Four friends, separated by a thousand miles, are reunited by amazing circumstances.
by Haylee Crecco and Jenni Maianu — Posted on Jan 15, 2014
Something was wrong. I could tell by the sound of her voice. “Jenni, what’s going on?” I asked.
Jenni and I had been good friends since we were little girls. Our families met at church here in Ohio and we went to the same middle school and high school, even college.
I married Ryan after graduation, and Jenni lived just down the street. When she met Octavian, we were thrilled. He fit right in with us.
Then Octavian landed a great teaching job out in Colorado. I was sad when they moved away. Jenni and I would talk on the phone, though, and she usually sounded so happy. What had changed?

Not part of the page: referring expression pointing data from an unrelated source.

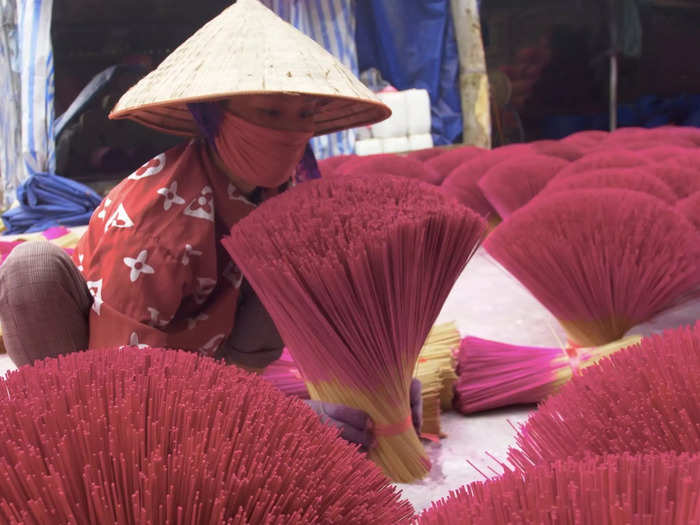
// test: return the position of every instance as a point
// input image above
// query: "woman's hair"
(208, 117)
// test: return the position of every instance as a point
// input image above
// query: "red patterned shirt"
(152, 257)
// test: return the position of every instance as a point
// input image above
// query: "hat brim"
(336, 114)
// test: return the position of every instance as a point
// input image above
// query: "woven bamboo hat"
(248, 50)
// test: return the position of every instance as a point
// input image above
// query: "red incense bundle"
(494, 375)
(635, 179)
(690, 207)
(387, 163)
(602, 261)
(684, 180)
(353, 271)
(435, 370)
(424, 155)
(659, 153)
(613, 490)
(462, 182)
(586, 140)
(329, 166)
(603, 159)
(448, 161)
(153, 436)
(556, 148)
(512, 183)
(643, 398)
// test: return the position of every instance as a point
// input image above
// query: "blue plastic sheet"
(47, 200)
(413, 44)
(647, 112)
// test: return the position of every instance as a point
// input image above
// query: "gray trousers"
(44, 303)
(45, 306)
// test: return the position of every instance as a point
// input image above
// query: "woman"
(150, 269)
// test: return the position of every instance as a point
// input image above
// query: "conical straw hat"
(248, 50)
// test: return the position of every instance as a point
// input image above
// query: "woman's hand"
(355, 425)
(254, 342)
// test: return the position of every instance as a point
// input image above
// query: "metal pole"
(613, 90)
(613, 64)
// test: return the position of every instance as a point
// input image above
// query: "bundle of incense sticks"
(642, 398)
(354, 271)
(599, 281)
(125, 436)
(435, 370)
(494, 375)
(615, 490)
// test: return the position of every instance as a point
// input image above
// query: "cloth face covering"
(262, 156)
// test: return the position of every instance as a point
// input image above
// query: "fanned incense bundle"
(601, 261)
(152, 436)
(643, 398)
(659, 489)
(601, 160)
(635, 179)
(660, 153)
(690, 207)
(329, 166)
(284, 374)
(511, 184)
(354, 271)
(435, 370)
(494, 375)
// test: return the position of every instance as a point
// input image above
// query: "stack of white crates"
(407, 129)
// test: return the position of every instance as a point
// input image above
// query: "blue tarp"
(47, 200)
(647, 112)
(413, 44)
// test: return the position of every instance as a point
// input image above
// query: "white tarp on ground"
(27, 91)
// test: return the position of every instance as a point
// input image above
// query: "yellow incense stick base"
(401, 456)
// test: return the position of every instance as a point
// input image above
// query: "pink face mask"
(261, 156)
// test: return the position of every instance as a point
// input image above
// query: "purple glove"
(355, 425)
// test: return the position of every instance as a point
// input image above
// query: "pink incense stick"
(641, 399)
(615, 490)
(152, 436)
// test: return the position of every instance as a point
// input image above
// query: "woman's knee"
(34, 268)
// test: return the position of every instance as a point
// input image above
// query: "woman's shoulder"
(159, 199)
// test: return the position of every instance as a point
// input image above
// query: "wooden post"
(474, 83)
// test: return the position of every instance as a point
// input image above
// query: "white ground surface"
(485, 302)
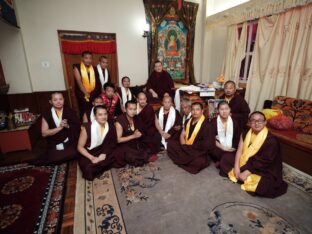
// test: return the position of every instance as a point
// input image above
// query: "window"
(251, 39)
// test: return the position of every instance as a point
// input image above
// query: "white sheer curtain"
(235, 52)
(282, 59)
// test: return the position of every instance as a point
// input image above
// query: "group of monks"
(118, 128)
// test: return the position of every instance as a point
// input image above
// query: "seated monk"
(226, 133)
(87, 83)
(168, 121)
(191, 151)
(96, 144)
(186, 109)
(89, 114)
(131, 149)
(239, 107)
(257, 164)
(146, 116)
(159, 84)
(60, 126)
(124, 93)
(111, 101)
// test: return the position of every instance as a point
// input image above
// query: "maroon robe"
(133, 152)
(151, 136)
(192, 158)
(91, 170)
(82, 103)
(161, 83)
(239, 110)
(267, 163)
(98, 75)
(175, 134)
(72, 133)
(216, 153)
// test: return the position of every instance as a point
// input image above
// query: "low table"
(21, 138)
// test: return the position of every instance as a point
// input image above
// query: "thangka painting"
(172, 44)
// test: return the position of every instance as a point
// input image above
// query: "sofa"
(296, 143)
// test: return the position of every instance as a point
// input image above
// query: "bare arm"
(78, 80)
(182, 137)
(119, 131)
(45, 131)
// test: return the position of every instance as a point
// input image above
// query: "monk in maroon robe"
(111, 101)
(87, 83)
(131, 149)
(89, 114)
(60, 127)
(190, 152)
(239, 107)
(146, 115)
(257, 163)
(159, 84)
(225, 132)
(96, 144)
(168, 121)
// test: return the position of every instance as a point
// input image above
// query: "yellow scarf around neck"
(190, 141)
(88, 84)
(249, 150)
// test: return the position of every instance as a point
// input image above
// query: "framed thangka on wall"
(172, 35)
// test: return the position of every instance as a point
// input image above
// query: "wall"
(40, 20)
(13, 59)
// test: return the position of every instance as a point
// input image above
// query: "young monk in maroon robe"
(124, 93)
(87, 83)
(102, 71)
(239, 107)
(225, 132)
(257, 164)
(89, 114)
(60, 126)
(111, 101)
(191, 151)
(146, 115)
(131, 149)
(96, 144)
(168, 121)
(159, 84)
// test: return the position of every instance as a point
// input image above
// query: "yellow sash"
(249, 150)
(190, 141)
(88, 84)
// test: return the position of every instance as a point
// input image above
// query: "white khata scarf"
(96, 137)
(124, 96)
(103, 77)
(169, 123)
(57, 120)
(225, 136)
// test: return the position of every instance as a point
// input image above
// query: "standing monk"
(146, 116)
(60, 126)
(168, 121)
(191, 151)
(258, 163)
(239, 107)
(87, 83)
(96, 144)
(159, 84)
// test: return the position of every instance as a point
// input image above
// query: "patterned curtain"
(155, 11)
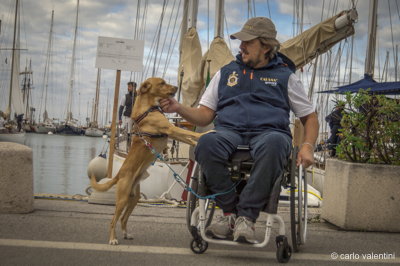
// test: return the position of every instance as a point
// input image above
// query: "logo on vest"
(232, 79)
(270, 81)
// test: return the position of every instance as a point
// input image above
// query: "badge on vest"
(232, 79)
(270, 81)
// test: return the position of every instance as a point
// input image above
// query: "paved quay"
(69, 232)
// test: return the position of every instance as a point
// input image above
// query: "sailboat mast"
(13, 57)
(371, 46)
(96, 102)
(47, 65)
(72, 72)
(219, 19)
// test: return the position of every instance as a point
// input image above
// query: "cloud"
(117, 19)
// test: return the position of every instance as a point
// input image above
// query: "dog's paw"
(128, 236)
(113, 242)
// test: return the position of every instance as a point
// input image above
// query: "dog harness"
(141, 117)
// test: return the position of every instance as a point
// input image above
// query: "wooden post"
(113, 124)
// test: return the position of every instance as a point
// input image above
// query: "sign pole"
(114, 124)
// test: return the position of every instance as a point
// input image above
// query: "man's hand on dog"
(169, 105)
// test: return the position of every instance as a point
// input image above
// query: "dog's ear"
(145, 87)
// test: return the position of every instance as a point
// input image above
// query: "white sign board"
(120, 54)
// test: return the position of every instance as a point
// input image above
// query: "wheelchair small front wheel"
(198, 246)
(284, 250)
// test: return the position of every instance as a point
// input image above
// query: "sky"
(120, 19)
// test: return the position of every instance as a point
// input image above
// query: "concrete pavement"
(61, 232)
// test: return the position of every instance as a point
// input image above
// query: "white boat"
(46, 127)
(17, 137)
(94, 132)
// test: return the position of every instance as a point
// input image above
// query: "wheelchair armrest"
(243, 148)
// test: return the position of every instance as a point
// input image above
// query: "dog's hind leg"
(133, 200)
(120, 204)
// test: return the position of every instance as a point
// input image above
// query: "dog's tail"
(103, 187)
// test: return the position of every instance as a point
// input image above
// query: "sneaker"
(223, 226)
(244, 231)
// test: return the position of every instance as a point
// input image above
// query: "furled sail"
(320, 38)
(216, 57)
(190, 60)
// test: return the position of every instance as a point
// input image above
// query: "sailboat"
(11, 120)
(93, 129)
(71, 125)
(47, 125)
(29, 124)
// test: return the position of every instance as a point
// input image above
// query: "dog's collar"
(142, 116)
(145, 134)
(151, 109)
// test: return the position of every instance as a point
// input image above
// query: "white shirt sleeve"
(298, 100)
(210, 95)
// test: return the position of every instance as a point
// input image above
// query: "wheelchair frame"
(200, 213)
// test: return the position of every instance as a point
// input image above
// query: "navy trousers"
(269, 150)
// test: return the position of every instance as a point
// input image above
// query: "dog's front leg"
(186, 136)
(133, 200)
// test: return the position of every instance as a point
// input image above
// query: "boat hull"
(70, 130)
(94, 132)
(13, 137)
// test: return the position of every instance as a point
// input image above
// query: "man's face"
(253, 53)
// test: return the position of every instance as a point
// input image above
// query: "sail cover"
(368, 83)
(190, 60)
(319, 38)
(216, 57)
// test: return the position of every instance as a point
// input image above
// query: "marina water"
(60, 162)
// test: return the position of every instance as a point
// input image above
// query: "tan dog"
(140, 157)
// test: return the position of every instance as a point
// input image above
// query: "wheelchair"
(200, 208)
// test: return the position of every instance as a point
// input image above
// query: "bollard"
(16, 178)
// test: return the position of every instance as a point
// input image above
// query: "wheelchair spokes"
(298, 204)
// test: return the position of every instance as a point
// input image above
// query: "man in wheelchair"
(249, 101)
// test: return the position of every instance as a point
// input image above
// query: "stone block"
(16, 178)
(362, 196)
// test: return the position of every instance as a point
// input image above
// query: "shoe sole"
(217, 236)
(242, 239)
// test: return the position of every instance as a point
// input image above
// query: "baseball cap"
(256, 27)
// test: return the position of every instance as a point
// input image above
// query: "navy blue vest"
(254, 99)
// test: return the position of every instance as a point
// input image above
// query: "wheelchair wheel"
(196, 184)
(298, 204)
(198, 246)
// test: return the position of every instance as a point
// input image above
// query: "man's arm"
(200, 116)
(311, 127)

“Octavian lost his job,” Jenni said, sighing. It was January 2011. There was no way Octavian could find another teaching job so late in the school year. Ryan and I knew what we had to do. But would our friends go for it?
For once I couldn’t speak. I’m usually the impulsive one, but this...was Haylee crazy?
“We have the bedroom in the basement,” she said. “Move in with us. Just till Octavian finds another job.”
I told her I’d think about it. But I knew it was impossible. We had two kids. They had three. There was no way nine people could live comfortably in a 2,000-square-foot house. We’d just have to tough it out in Colorado.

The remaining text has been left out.